The Kampuchea Krom for Human Rights and Development Association yesterday gathered in Phnom Penh Thmey commune in celebration of the 23rd International Day of the World’s Indigenous People. Suen Chumchuon, director of the organisation, called for Vietnam to protect the freedoms of the Khmer Krom, who are ethnic Khmers living mostly in Southern Vietnam. He added that Khmer Krom are prohibited from practising their religion.
‘The Vietnamese government has to offer full rights to the Khmer Krom,’ Chumchuon said. Yun Tharo, head of the Kampuchea Krom Culture Center and an opposition lawmaker, said that by calling them a ‘minority’, Vietnam was ignoring their claims to land in the Mekong Delta that used to belong to the Khmer empire.

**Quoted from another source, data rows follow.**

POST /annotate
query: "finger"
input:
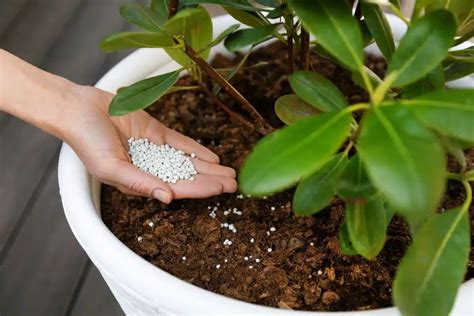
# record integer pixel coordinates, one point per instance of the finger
(189, 146)
(144, 184)
(204, 167)
(203, 186)
(126, 190)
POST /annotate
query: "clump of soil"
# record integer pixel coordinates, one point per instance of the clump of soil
(276, 258)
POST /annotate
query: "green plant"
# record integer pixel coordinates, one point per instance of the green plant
(391, 161)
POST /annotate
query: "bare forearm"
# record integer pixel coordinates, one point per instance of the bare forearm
(33, 95)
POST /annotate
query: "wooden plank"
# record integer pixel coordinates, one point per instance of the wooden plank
(42, 268)
(77, 55)
(95, 297)
(35, 29)
(25, 153)
(9, 9)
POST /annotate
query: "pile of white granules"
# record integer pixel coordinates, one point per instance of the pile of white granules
(163, 161)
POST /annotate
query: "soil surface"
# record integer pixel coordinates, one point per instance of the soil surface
(304, 269)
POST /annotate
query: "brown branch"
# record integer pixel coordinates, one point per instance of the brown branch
(172, 8)
(233, 115)
(304, 57)
(227, 87)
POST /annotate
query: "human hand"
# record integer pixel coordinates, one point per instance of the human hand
(101, 143)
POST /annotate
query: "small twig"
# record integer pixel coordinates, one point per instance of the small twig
(304, 57)
(291, 57)
(172, 8)
(227, 87)
(233, 115)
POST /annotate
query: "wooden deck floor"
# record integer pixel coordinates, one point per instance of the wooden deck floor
(43, 270)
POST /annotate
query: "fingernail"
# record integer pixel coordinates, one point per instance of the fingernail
(162, 195)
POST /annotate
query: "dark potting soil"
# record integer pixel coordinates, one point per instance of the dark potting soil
(304, 269)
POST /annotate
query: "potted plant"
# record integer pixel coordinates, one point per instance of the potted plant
(382, 156)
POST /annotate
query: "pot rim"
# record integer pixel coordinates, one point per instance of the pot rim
(80, 194)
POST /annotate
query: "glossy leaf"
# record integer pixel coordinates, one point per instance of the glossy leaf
(434, 265)
(296, 152)
(334, 27)
(455, 69)
(246, 17)
(278, 12)
(124, 40)
(358, 80)
(379, 28)
(451, 112)
(290, 109)
(465, 55)
(366, 225)
(423, 47)
(434, 80)
(195, 27)
(237, 4)
(142, 94)
(143, 17)
(460, 8)
(318, 91)
(247, 37)
(224, 34)
(316, 192)
(404, 160)
(354, 184)
(345, 244)
(160, 6)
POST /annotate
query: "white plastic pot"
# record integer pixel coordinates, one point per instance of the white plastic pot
(140, 287)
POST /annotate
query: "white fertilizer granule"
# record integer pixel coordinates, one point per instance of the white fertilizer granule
(165, 162)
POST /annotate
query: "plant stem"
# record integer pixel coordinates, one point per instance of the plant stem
(204, 66)
(233, 115)
(454, 176)
(172, 8)
(304, 57)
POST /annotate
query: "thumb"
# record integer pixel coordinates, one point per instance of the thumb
(126, 175)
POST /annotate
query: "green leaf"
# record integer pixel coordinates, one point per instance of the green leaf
(379, 28)
(434, 80)
(278, 12)
(433, 268)
(460, 8)
(373, 77)
(160, 6)
(318, 91)
(296, 152)
(404, 160)
(454, 148)
(246, 37)
(142, 94)
(450, 112)
(195, 27)
(290, 109)
(236, 4)
(465, 55)
(366, 225)
(246, 17)
(316, 192)
(267, 3)
(124, 40)
(354, 184)
(144, 17)
(423, 47)
(334, 27)
(224, 34)
(455, 69)
(345, 244)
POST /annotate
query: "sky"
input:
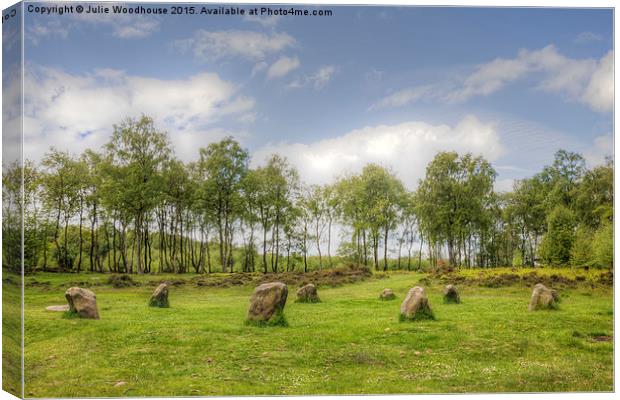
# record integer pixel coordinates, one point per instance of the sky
(391, 85)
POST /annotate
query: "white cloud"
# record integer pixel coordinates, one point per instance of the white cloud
(138, 29)
(406, 148)
(123, 26)
(599, 94)
(282, 66)
(587, 81)
(52, 29)
(602, 147)
(317, 80)
(216, 45)
(587, 37)
(402, 97)
(269, 21)
(503, 185)
(78, 111)
(259, 67)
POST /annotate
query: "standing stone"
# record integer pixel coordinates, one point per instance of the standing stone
(416, 306)
(543, 298)
(451, 295)
(159, 298)
(83, 302)
(308, 294)
(387, 294)
(267, 303)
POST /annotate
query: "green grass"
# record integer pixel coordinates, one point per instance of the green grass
(11, 334)
(349, 343)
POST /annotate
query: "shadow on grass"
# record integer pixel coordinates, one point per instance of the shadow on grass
(422, 315)
(278, 319)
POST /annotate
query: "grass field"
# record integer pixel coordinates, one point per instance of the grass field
(351, 342)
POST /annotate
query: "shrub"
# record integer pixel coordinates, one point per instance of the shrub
(603, 245)
(556, 246)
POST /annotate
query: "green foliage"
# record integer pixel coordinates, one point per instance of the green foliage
(161, 303)
(603, 245)
(581, 252)
(354, 340)
(557, 243)
(423, 314)
(455, 201)
(277, 319)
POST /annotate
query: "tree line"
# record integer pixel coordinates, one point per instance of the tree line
(134, 208)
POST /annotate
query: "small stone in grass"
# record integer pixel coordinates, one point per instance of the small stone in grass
(387, 294)
(63, 308)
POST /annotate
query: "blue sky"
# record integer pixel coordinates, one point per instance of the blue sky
(392, 85)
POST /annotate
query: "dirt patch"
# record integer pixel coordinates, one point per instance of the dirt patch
(327, 277)
(606, 278)
(39, 285)
(529, 279)
(602, 338)
(122, 281)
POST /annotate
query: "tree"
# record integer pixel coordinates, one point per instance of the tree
(558, 242)
(225, 165)
(138, 152)
(603, 245)
(453, 203)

‘Vietnam has to call the Khmer Krom an ‘indigenous group’, and to respect their human rights, and offer chances for education, to live a life equally without discrimination, including stopping the abuse of monks,’ he said. Suen Sopharin, a Khmer Krom monk, said he was abused by Vietnamese authorities because he taught children about their history. ‘I escaped to live in central Cambodia because Vietnamese authorities continually abused and urged me to leave my homeland,’ the monk said. A representative of the Vietnamese Embassy declined to comment.